Is it possible to use both OpenMP + CUDA in PGI fortran ?

yangmh1 · December 17, 2010, 12:56am

Dear All,

My jobs could be described like this,

do i=1,n
! copy an arry from host to device
dA = A(*,i)
! perform calculations on device
call sub1 <<<dim,block>>> (dA)
enddo

Because the device memory can’t save the whole arry A, the calculation should devided into “n” stpes. Because the copying is a bottleneck, I am trying to rewritte the code liking,

! copy a part of data at first
dA1=A(*,1)

do i=1,n

! begin openmp
!omp parallel …
!omp do
do icore=1,ncore
if (icore.eq.1) then
! copy an arry from host to device
if (i.lt.n) then
if (mod(i,2).eq.1) then
dA2 = A(,i+1)
else
dA1 = A(,i+1)
endif
endif
elseif (core.eq.2) then
if (mod(i,2).eq.1) then
call sub1 <<<dim,block>>> (dA1)
else
call sub1 <<<dim,block>>> (dA2)
endif
endif
!omp end do
!omp end parallel
enddo

Here I use two device arrays, and hope to overlap the data transfer and GPU calculation, liking MPI pragraming.

However, the program is failed, I don’t know does PGI fortran could support openmp+cuda ? does anyone has suggestions,

Thanks in advance

MatColgrove · December 17, 2010, 1:20am

Hi yangmh,

Yes, OpenMP can be used with CUDA Fortran and works quite well. Actually my next PGInsider article will be a tutorial on it.

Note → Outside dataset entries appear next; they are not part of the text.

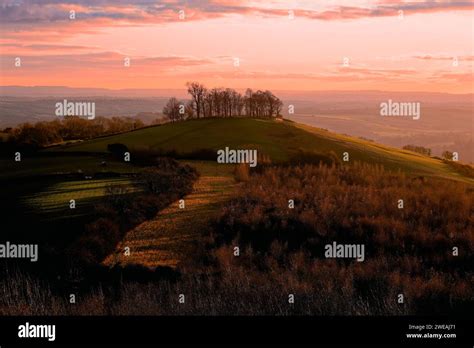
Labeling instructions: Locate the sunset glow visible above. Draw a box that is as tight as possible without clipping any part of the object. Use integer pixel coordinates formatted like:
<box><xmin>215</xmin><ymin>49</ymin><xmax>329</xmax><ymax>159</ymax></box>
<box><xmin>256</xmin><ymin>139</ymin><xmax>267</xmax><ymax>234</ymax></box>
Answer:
<box><xmin>0</xmin><ymin>0</ymin><xmax>474</xmax><ymax>93</ymax></box>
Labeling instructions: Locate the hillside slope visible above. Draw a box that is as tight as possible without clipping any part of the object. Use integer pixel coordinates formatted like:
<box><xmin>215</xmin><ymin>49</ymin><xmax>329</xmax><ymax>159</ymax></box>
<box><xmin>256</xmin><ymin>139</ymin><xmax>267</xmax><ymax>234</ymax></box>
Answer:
<box><xmin>46</xmin><ymin>118</ymin><xmax>474</xmax><ymax>183</ymax></box>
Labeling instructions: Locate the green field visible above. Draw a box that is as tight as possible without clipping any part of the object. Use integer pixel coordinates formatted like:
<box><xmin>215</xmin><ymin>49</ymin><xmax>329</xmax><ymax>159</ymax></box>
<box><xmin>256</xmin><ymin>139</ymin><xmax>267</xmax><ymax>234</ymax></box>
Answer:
<box><xmin>23</xmin><ymin>178</ymin><xmax>136</xmax><ymax>214</ymax></box>
<box><xmin>0</xmin><ymin>156</ymin><xmax>139</xmax><ymax>179</ymax></box>
<box><xmin>49</xmin><ymin>118</ymin><xmax>474</xmax><ymax>183</ymax></box>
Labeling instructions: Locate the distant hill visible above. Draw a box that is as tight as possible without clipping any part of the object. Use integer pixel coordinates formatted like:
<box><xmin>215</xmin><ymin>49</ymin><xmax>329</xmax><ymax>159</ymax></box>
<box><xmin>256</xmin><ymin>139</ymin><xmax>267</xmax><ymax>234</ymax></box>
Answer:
<box><xmin>46</xmin><ymin>118</ymin><xmax>474</xmax><ymax>183</ymax></box>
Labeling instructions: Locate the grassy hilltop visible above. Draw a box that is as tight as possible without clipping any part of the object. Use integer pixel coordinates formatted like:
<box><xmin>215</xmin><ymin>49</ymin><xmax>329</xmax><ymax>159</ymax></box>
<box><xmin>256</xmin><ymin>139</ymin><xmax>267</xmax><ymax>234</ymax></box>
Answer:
<box><xmin>47</xmin><ymin>118</ymin><xmax>474</xmax><ymax>183</ymax></box>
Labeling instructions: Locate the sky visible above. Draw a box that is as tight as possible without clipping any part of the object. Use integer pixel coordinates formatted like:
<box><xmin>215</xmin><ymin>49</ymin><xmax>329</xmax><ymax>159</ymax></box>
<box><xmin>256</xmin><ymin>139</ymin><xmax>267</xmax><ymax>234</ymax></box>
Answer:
<box><xmin>0</xmin><ymin>0</ymin><xmax>474</xmax><ymax>93</ymax></box>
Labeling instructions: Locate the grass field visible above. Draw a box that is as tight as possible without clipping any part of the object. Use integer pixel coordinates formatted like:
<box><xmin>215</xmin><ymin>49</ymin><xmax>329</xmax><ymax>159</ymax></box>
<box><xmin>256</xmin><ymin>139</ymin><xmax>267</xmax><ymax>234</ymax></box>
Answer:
<box><xmin>23</xmin><ymin>178</ymin><xmax>136</xmax><ymax>214</ymax></box>
<box><xmin>46</xmin><ymin>118</ymin><xmax>474</xmax><ymax>183</ymax></box>
<box><xmin>0</xmin><ymin>155</ymin><xmax>139</xmax><ymax>179</ymax></box>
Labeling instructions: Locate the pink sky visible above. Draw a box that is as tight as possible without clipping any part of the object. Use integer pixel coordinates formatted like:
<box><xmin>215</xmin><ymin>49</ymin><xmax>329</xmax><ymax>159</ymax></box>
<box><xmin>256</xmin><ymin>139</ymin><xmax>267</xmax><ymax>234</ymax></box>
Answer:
<box><xmin>0</xmin><ymin>0</ymin><xmax>474</xmax><ymax>93</ymax></box>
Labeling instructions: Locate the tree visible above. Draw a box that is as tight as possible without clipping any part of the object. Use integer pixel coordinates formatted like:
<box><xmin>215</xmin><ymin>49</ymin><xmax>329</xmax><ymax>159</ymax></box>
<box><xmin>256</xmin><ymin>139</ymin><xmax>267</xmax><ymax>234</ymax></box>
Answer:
<box><xmin>186</xmin><ymin>82</ymin><xmax>207</xmax><ymax>118</ymax></box>
<box><xmin>163</xmin><ymin>97</ymin><xmax>184</xmax><ymax>122</ymax></box>
<box><xmin>441</xmin><ymin>151</ymin><xmax>453</xmax><ymax>161</ymax></box>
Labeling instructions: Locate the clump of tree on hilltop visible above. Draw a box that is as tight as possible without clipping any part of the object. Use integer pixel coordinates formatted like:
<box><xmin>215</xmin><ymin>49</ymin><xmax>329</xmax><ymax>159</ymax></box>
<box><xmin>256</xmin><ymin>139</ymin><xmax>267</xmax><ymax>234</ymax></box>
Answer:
<box><xmin>163</xmin><ymin>82</ymin><xmax>283</xmax><ymax>121</ymax></box>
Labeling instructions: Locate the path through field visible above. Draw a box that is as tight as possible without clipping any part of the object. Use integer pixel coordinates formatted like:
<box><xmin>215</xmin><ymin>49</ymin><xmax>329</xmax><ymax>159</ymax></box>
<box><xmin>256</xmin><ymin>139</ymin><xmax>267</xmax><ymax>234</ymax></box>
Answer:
<box><xmin>104</xmin><ymin>162</ymin><xmax>236</xmax><ymax>267</ymax></box>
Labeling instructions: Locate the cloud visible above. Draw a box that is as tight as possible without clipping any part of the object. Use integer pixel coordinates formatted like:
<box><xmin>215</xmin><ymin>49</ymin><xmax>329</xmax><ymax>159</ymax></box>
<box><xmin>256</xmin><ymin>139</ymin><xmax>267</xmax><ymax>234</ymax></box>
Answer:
<box><xmin>413</xmin><ymin>54</ymin><xmax>474</xmax><ymax>61</ymax></box>
<box><xmin>0</xmin><ymin>0</ymin><xmax>473</xmax><ymax>40</ymax></box>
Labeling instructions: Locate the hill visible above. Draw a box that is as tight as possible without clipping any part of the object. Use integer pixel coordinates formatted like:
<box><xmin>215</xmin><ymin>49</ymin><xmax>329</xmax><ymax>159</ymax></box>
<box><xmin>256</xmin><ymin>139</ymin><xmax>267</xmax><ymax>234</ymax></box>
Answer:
<box><xmin>49</xmin><ymin>118</ymin><xmax>474</xmax><ymax>183</ymax></box>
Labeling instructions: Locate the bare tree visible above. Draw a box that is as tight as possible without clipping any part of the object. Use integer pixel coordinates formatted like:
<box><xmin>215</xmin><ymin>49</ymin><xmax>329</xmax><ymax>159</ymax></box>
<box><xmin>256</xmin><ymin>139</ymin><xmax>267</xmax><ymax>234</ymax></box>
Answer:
<box><xmin>163</xmin><ymin>97</ymin><xmax>184</xmax><ymax>122</ymax></box>
<box><xmin>186</xmin><ymin>82</ymin><xmax>207</xmax><ymax>118</ymax></box>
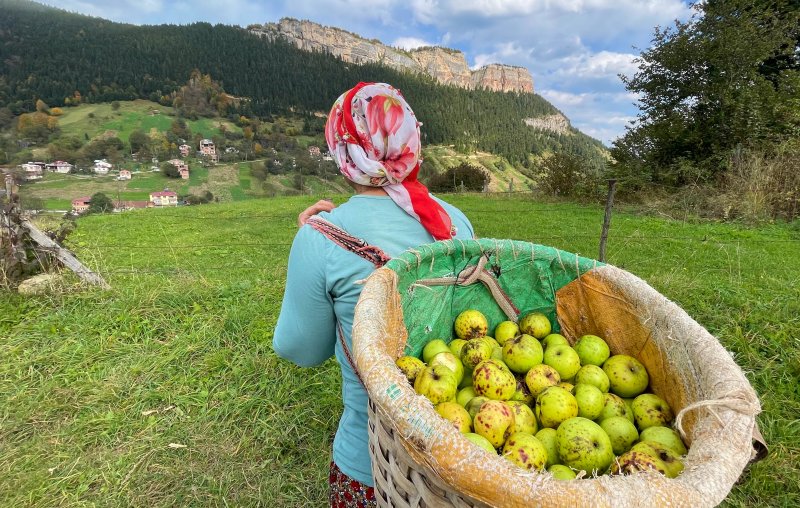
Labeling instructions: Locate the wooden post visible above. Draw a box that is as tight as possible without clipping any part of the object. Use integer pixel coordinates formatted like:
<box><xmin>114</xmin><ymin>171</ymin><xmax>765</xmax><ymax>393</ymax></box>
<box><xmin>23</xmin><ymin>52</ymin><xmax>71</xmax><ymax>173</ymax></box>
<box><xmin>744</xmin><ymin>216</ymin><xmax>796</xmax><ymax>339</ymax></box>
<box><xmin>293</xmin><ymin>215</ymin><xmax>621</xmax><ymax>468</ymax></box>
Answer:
<box><xmin>22</xmin><ymin>219</ymin><xmax>111</xmax><ymax>289</ymax></box>
<box><xmin>597</xmin><ymin>178</ymin><xmax>617</xmax><ymax>263</ymax></box>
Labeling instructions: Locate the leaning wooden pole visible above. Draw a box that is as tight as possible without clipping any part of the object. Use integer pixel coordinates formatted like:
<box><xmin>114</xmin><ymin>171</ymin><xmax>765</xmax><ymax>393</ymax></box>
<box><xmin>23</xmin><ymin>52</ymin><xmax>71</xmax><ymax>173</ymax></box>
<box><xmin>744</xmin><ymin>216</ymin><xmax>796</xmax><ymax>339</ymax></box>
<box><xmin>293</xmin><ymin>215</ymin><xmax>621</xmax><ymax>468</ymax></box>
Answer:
<box><xmin>597</xmin><ymin>179</ymin><xmax>617</xmax><ymax>263</ymax></box>
<box><xmin>22</xmin><ymin>219</ymin><xmax>111</xmax><ymax>289</ymax></box>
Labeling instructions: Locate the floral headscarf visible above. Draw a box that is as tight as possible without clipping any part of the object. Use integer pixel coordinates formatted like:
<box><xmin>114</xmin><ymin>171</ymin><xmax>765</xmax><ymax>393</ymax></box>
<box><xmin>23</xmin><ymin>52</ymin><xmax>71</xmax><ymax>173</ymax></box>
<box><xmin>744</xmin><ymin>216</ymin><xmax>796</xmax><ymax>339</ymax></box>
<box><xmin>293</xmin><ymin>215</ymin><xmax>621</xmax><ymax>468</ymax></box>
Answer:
<box><xmin>325</xmin><ymin>83</ymin><xmax>453</xmax><ymax>240</ymax></box>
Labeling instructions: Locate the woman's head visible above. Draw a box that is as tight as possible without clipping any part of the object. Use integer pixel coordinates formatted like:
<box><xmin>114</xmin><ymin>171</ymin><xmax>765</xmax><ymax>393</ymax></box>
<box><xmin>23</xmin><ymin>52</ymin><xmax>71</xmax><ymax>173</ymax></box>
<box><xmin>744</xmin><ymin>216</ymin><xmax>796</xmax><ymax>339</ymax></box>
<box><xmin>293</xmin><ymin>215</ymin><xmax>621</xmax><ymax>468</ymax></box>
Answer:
<box><xmin>325</xmin><ymin>83</ymin><xmax>421</xmax><ymax>187</ymax></box>
<box><xmin>325</xmin><ymin>83</ymin><xmax>453</xmax><ymax>240</ymax></box>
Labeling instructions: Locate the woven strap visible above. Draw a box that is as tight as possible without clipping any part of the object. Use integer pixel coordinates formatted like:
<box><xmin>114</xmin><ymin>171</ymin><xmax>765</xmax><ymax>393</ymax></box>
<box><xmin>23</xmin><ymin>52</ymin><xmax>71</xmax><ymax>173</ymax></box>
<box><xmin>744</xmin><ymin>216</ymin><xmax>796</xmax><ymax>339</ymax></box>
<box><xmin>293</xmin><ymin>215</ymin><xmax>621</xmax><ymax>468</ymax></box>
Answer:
<box><xmin>306</xmin><ymin>215</ymin><xmax>392</xmax><ymax>268</ymax></box>
<box><xmin>417</xmin><ymin>254</ymin><xmax>519</xmax><ymax>323</ymax></box>
<box><xmin>306</xmin><ymin>215</ymin><xmax>392</xmax><ymax>389</ymax></box>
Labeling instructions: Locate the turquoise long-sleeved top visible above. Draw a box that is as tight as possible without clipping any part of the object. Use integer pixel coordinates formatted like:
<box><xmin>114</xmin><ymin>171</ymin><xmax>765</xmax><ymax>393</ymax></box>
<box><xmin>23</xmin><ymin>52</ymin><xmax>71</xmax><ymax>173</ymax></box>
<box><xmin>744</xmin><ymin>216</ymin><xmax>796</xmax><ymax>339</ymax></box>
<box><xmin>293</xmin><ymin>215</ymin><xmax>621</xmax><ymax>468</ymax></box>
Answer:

First you must understand that a CPU process/thread can only be attached to a single GPU so in order for a program to use multiple GPUs it must be done from OpenMP, MPI, or other higher parallel layer. Because of this, you need to have the CPU parallel region encompass the CUDA code. Have each process/thread attach to a device and then divide the problem between the devices. In other words, if you have two threads, you’d have two dA1’s each holding half of A.

Here’s some sample code from the OpenMP CUDA Fortran program I wrote for my next article:

subroutine lifeMain ()
	
#ifdef _CUDA
	use cudafor
#endif
	use omp_lib
	implicit none

	integer :: Nx, Ny, Nt, temp, count, steps, i, j, angle, nthds, tnum
        integer :: numdev, devnum, istat, myseed, blocksize
	integer, allocatable, DEVICE dimension(:,:) :: dOld, dNew
	integer, allocatable, dimension(:,:) :: A, B
	integer :: start, end
	real, allocatable, dimension(:,:) :: rand
	character(len=80) :: rfile
	integer :: alive
#ifdef _CUDA
    	type(dim3) :: dimGrid, dimBlock
#else
        integer,dimension(3) :: dimGrid,dimBlock
#endif
	! account for the halo
	Nx = NXSIZE+2
	Ny = NYSIZE+2
	myseed = SEED
	allocate(A(Nx,Ny),B(Nx,Ny),rand(Nx,Ny))
	call random_seed(myseed)
	call random_number(rand)
	A=0
	do i=2,Nx-1
	   do j=2,Ny-1
	     if (rand(i,j) < initPercent) then
	        A(i,j) = 1
	     else
                A(i,j) = 0
             endif
           enddo
        enddo
        B=A

	! Set the initial conditions
	count = 0
	steps = 0
	temp = 0
	alive = 1		
#ifdef _CUDA
        istat = cudaGetDeviceCount(numdev)
#endif

!$omp parallel &
!$omp   shared(A,B,count,Nx,Ny,numdev,alive,steps), &
!$omp   private(tnum,dOld,dNew,dimGrid,dimBlock,devnum,istat,Nt, &
!$omp           i,j,blocksize,start,end)

#ifdef _OMP
	nthds = omp_get_num_threads()	
	tnum = omp_get_thread_num()
#else
        nthds = 1
        tnum=0
#endif

!$omp master
	
!$omp end master
!$omp barrier

	blocksize =  NXSIZE/nthds
	Nt = blocksize+2
	start = (tnum*blocksize)+1
	end = start + blocksize + 1

#ifdef _CUDA
        devnum = mod(tnum,numdev)
        istat = cudaSetDevice(devnum)
#endif
   	allocate(dNew(Nt,Ny), dOld(Nt,Ny))	

        dOld=0
	dNew=0
#ifdef _CUDA
	dimBlock = dim3(16,16,1)
        dimGrid = dim3((Nt+15)/16,(ny+15)/16,1)
#endif

	do, while (steps.lt.16384.and.count.lt.10.and.alive.gt.0)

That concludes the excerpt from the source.